ALTER TABLE documents
ADD COLUMN embedding_v2 vector(768);

CREATE INDEX CONCURRENTLY idx_documents_embedding_v2
ON documents USING ivfflat (embedding_v2 vector_cosine_ops)
WITH (lists = 100);

What happens without CONCURRENTLY: table locks, production freeze, users see timeouts. With CONCURRENTLY: index builds in the background, production reads continue uninterrupted, zero downtime. The trade-off is that concurrent index creation takes longer and uses more resources, but it's worth it for production systems.

Step 3: Batch Re-embedding

Batch processing is essential. Don't embed one document at a time—that's slow and hits rate limits. Don't embed all documents in one giant transaction—that holds locks for too long. We processed in batches of 1000 documents. Batch size selection matters: too small and you're making too many API calls. Too large and you're holding database transactions too long. We settled on 1000 as the sweet spot.
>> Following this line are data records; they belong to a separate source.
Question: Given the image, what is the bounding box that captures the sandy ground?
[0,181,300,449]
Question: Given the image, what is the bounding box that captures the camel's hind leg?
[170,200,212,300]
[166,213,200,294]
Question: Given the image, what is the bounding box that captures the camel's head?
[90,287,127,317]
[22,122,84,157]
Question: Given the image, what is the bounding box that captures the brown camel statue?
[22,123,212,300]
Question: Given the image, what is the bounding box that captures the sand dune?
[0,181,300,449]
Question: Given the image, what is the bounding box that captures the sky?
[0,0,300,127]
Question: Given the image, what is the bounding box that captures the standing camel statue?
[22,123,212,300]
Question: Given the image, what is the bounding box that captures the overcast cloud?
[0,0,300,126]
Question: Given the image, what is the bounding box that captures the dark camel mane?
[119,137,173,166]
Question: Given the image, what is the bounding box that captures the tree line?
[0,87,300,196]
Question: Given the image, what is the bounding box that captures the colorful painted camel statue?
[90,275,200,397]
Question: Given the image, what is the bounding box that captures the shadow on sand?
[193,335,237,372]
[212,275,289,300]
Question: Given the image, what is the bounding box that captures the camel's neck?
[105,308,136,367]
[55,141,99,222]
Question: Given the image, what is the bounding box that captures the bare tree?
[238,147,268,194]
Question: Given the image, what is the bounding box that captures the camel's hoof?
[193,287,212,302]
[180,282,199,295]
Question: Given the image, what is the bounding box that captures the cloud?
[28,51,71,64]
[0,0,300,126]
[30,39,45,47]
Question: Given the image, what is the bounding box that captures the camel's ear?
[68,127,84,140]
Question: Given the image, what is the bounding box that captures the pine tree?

Rate limiting against the embedding API: we added exponential backoff when hitting rate limits. Progress tracking: we logged every 10,000 documents so we could monitor progress. Per-batch commits: each batch of 1000 documents was committed independently. If the process crashed at document 50,000, we didn't lose the first 49,000. We could resume from checkpoint 50,000.

Step 4: Feature Flag Switch

The feature flag pattern is what made zero-downtime possible. Deploy with USE_V2_EMBEDDINGS=false. The code checks the flag:

def get_embedding_column():
    if os.getenv("USE_V2_EMBEDDINGS", "false").lower() == "true":
        return "embedding_v2"
    return "embedding"

Verify everything works with v1 still active. Flip to true. If anything breaks, flip back instantly. No code deployment needed—just change the environment variable. This pattern is what separates production-ready migrations from risky ones.

Step 5: Validation

We compared search results between old and new embeddings. Average overlap was 82%—different models produce different embeddings, but the top results were comparable. What 82% overlap means practically: for a given query, if the old model returned documents A, B, C, D, E as the top 5 results, the new model returned A, B, D, E, F. Four out of five results were the same. The fifth was different, but still relevant. This validation gave us confidence that the migration wouldn't break user workflows.

Lessons Learned

Always abstract the embedding provider. Two env vars saved us from a multi-file refactor. If we had hardcoded the model name in 20 files, we'd need to change code, test each change, deploy, and hope nothing broke. With abstraction, we change config and flip a switch.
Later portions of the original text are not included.